Consumer protection laws are designed to prevent companies from tricking consumers with false, deceptive, or misleading claims about their products. As a consumer, you have certain rights that protect you from companies seeking to take advantage of you.
California offers some of the strongest consumer protection laws in the United States. An experience false advertising lawyer can help you assert those rights. False advertising laws impose penalties on businesses that engage in deceptive advertising or other unfair business practices.
In California, businesses are prohibited from engaging in any deceptive advertising that causes competitors to suffer a financial loss. Companies are also prohibited from advertising products in a manner that is false, misleading, or deceptive.

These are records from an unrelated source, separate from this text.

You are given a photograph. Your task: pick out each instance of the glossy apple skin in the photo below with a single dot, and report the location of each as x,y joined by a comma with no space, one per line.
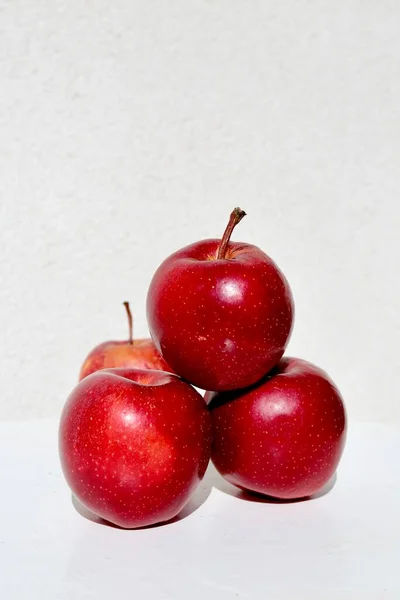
134,444
221,324
284,436
140,354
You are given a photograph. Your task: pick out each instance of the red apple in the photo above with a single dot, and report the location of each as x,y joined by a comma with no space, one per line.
135,354
134,444
284,436
220,312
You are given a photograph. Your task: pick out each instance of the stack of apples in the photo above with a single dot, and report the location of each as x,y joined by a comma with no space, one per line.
135,436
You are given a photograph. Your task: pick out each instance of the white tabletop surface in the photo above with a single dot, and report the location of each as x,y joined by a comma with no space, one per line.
344,544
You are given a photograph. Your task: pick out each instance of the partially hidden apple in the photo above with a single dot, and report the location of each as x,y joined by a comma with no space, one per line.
220,312
282,437
130,353
134,444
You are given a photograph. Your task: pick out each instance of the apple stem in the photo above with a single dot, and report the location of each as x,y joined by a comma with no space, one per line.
236,216
130,321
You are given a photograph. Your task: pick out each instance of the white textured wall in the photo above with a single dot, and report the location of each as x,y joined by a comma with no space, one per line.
130,128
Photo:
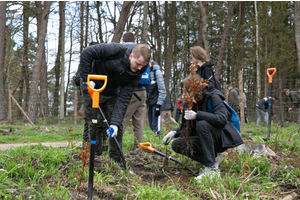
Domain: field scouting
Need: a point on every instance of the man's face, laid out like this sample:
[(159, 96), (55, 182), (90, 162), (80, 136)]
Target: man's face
[(136, 64)]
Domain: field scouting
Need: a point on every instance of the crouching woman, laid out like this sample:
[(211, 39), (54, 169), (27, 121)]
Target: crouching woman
[(204, 134)]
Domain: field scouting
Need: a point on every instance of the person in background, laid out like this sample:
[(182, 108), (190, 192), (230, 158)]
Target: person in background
[(233, 99), (261, 109), (156, 95), (167, 111), (295, 98), (123, 67), (179, 109), (180, 104), (136, 106), (204, 66), (209, 133), (245, 107)]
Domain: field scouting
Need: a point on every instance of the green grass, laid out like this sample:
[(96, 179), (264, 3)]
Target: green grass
[(38, 172)]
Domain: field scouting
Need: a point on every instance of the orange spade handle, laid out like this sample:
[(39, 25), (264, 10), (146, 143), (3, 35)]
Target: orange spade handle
[(146, 146), (271, 75), (94, 93)]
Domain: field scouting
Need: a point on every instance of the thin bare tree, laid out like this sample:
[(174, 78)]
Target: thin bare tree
[(145, 23), (297, 30), (258, 82), (157, 56), (224, 40), (202, 32), (99, 14), (122, 20), (42, 14), (25, 57), (168, 65), (2, 52), (62, 23)]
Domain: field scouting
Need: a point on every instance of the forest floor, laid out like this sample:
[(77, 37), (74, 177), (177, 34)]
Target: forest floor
[(161, 174)]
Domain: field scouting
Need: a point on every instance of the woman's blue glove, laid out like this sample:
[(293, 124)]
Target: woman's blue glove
[(112, 131)]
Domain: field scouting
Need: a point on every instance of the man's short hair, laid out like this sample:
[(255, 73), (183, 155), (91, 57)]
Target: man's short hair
[(128, 37), (142, 50), (93, 43)]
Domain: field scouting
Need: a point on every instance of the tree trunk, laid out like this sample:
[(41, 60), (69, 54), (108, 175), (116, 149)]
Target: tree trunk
[(203, 25), (170, 47), (43, 15), (25, 58), (122, 20), (240, 39), (62, 63), (86, 24), (145, 23), (157, 56), (166, 32), (70, 63), (2, 53), (258, 83), (224, 40), (297, 30), (98, 5), (81, 24), (44, 87)]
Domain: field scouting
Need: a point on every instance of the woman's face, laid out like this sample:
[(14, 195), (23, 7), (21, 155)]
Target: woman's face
[(196, 61)]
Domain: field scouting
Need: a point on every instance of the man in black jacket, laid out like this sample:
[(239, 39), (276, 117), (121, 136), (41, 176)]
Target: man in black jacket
[(123, 67)]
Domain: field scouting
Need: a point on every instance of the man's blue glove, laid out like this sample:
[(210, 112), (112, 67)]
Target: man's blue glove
[(168, 137), (190, 115), (157, 110), (112, 131)]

A company that is found to have violated California false advertising laws may be subject to steep financial penalties. It will also be forced to change the allegedly deceptive labels. A judge may order the company to engage in a corrective advertising campaign.
Suing for False Advertising in California
Consumers who were duped by false advertising may be eligible to file a deceptive marketing class action lawsuit. They may then seek compensation on behalf of other consumers who purchased the product.
To bring a successful claim for false advertising, the plaintiff must prove:
- The business in question knowingly or recklessly misrepresented an objective fact
- Due to this misrepresentation, consumers were encourage to purchase products or services
- Consumers suffered financial harm as a direct result of the false advertising
If a court rules in favor of the plaintiff, or if the company decides to settle, consumers may receive a cash payment or other benefits. Plaintiffs can recieve awards for damages involving financial loss, and the company can be fined by the FTC.